Una cultura del no da sradicare affinché il rifiuto non sia più visto come problema da arginare, ma come una risorsa da trasformare in qualcosa di nuovo, riciclato e, meglio ancora, se ulteriormente riciclabile. Purtroppo, però, l’Italia non eccelle per omogeneità con il Settentrione che storicamente primeggia sulle regioni del Mezzogiorno, la Lombardia ad esempio ha già raggiunto i target europei con un +60% di riciclo e -5% di smaltimento in discarica. Ma i divari territoriali, spesso, si manifestano anche all’interno della stessa regione. È il caso della Toscana, divisa tra un Sud che procede spedito lungo il percorso di economia circolare e un Nord che, invece, non riesce a chiudere il proprio ciclo di rifiuti.
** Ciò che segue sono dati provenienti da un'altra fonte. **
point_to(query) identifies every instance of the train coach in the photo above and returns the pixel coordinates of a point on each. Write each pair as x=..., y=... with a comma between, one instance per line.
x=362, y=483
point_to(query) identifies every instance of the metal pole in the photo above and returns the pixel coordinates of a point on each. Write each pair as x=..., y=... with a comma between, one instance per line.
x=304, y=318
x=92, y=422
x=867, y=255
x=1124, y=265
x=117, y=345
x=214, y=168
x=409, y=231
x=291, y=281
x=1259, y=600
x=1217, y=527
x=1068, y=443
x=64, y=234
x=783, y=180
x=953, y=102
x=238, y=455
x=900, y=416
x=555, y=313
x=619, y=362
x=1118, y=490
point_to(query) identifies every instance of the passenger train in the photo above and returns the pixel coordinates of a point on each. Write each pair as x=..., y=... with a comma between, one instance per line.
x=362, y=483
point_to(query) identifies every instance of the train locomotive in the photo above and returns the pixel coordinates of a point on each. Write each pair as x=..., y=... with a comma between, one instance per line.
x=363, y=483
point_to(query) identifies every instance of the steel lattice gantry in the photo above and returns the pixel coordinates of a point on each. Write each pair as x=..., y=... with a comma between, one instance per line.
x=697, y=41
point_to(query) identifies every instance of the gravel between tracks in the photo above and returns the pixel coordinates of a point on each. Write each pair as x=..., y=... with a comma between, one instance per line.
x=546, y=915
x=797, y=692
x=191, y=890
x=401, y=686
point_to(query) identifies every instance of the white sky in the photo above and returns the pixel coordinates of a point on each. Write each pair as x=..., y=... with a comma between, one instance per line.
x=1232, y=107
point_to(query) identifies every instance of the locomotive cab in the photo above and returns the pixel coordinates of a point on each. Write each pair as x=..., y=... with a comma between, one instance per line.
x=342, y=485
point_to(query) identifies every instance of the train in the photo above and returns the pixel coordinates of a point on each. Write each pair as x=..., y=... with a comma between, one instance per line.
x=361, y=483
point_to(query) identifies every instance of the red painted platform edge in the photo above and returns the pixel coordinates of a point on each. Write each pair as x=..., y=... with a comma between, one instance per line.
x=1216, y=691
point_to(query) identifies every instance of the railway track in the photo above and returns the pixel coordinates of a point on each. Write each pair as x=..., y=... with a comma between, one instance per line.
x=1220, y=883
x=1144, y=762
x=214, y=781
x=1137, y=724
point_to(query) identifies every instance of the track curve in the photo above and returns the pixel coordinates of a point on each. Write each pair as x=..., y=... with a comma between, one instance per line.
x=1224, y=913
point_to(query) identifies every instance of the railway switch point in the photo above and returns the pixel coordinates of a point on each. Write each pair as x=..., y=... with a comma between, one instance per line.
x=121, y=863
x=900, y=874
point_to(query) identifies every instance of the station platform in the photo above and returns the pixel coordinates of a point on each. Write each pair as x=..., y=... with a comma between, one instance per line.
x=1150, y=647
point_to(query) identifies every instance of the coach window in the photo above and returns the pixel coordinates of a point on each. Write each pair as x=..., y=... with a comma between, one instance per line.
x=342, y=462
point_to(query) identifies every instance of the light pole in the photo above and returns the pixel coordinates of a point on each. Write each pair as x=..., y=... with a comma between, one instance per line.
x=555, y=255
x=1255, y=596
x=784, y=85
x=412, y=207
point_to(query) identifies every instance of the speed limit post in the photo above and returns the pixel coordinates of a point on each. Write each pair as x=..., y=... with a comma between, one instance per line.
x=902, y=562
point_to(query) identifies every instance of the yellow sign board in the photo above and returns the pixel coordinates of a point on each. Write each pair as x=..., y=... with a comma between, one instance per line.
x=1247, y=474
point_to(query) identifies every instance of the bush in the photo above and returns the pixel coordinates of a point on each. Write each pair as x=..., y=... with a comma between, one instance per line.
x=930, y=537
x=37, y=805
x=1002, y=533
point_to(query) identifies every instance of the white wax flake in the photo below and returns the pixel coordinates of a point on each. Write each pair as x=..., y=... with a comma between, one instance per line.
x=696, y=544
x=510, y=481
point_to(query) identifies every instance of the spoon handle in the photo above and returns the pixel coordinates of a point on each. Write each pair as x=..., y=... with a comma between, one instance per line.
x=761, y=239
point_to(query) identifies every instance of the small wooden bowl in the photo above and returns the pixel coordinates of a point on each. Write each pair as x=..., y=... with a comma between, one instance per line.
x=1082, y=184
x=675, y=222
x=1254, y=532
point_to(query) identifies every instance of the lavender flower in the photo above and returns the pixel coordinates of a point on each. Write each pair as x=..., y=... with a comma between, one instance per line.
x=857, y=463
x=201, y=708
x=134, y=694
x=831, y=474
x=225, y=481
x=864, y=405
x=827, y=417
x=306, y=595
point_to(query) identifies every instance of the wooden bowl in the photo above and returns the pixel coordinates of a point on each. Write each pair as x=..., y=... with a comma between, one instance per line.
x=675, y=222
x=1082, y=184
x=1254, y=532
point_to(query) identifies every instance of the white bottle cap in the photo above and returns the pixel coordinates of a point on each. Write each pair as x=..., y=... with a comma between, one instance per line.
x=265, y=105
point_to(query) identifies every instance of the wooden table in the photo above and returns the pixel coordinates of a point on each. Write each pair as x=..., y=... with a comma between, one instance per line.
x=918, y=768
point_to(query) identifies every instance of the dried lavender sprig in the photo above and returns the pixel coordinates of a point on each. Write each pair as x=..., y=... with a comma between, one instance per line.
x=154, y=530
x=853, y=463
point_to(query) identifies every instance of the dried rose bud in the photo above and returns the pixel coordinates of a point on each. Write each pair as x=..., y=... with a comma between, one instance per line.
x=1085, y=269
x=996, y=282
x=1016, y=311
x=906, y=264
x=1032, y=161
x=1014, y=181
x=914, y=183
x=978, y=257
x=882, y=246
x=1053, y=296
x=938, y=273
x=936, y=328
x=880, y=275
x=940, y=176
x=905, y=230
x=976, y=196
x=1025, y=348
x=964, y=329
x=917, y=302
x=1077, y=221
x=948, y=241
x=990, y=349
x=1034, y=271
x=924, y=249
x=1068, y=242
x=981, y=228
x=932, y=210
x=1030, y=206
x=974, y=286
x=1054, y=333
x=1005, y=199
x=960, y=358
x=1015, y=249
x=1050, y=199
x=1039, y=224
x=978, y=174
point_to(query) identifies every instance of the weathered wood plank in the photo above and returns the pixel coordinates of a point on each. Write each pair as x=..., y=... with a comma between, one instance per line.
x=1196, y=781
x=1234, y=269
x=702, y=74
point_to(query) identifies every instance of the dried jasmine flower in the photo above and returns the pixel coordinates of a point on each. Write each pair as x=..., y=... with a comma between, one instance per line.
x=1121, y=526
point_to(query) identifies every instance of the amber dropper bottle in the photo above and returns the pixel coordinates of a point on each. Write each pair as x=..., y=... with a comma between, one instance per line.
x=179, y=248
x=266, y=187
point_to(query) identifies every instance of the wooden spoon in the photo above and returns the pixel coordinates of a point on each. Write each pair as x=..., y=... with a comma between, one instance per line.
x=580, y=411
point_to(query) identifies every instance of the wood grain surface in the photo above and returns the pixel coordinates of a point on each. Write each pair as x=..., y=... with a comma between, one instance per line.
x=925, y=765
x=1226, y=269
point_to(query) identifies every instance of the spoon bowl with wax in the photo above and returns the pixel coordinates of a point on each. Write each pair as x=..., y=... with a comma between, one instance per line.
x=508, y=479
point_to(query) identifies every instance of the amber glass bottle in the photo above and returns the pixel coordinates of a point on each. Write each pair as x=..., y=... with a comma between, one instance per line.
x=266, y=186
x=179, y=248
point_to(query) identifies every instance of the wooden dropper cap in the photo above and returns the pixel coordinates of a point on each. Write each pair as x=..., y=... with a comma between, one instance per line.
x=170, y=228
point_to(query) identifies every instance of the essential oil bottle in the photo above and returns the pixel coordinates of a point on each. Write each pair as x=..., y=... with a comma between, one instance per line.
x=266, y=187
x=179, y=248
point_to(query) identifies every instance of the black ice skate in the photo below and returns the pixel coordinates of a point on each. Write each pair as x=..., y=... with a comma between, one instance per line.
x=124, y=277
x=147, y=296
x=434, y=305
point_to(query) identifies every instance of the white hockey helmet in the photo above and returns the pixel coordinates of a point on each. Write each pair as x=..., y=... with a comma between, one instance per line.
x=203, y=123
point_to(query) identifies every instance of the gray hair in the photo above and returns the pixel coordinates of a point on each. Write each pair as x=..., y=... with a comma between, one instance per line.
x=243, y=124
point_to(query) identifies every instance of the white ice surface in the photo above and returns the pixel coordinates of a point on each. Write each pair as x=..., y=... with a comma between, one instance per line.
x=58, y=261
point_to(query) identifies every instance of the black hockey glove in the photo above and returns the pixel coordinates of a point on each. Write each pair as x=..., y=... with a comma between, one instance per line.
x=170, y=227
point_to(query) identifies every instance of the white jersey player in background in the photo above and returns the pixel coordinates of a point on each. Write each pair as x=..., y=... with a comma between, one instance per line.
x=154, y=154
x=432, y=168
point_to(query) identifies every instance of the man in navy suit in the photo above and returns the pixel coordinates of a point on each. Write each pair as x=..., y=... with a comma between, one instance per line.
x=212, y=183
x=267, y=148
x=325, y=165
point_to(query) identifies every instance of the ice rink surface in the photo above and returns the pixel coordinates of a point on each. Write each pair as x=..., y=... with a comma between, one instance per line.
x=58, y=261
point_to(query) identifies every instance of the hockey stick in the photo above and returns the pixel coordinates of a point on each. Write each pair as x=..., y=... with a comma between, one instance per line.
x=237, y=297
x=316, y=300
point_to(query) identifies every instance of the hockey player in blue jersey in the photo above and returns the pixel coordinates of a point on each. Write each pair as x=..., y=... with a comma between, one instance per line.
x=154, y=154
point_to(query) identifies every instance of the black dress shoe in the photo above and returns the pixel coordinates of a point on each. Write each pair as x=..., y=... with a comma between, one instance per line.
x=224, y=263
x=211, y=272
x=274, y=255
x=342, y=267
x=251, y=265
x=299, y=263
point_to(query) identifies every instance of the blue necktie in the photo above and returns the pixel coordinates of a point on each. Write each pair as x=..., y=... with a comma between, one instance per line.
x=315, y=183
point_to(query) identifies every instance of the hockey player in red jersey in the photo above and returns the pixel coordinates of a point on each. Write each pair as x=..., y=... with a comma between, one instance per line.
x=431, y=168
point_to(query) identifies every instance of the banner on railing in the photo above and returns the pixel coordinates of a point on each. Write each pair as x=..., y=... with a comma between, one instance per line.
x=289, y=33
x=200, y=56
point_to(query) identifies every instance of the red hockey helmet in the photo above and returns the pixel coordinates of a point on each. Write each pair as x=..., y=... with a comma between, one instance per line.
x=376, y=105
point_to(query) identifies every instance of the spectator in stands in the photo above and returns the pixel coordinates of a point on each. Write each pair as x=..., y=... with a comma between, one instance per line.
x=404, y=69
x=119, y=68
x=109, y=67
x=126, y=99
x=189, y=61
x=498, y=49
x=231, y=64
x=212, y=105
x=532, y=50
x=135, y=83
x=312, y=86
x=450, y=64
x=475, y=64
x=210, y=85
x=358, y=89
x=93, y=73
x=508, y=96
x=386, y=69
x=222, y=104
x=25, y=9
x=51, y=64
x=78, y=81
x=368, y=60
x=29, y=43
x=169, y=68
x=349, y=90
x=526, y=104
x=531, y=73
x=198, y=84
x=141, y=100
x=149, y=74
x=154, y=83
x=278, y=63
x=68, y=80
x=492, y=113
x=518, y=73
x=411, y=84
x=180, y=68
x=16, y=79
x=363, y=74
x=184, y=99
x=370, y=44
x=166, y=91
“La Toscana del Sud ha gli impianti e la Toscana del Nord ne è quasi priva e tutti quelli che vanno incontro a scadenze, non vengono ‘revampati’, ma vengono chiusi. Ecco perché ci sono impianti in provincia di Siena, di Arezzo e qualcosa anche a Grosseto, ma altre province sono totalmente sprovviste, come Firenze che ha le maggiori necessità” spiega Alessandro Fabbrini, presidente Sienambiente. C’è ancora tanto su cui lavorare, ma senza una reale presa di coscienza della necessità di nuovi impianti per chiudere il ciclo dei rifiuti, i fondi del PNRR non basteranno all’Italia per vincere la sfida.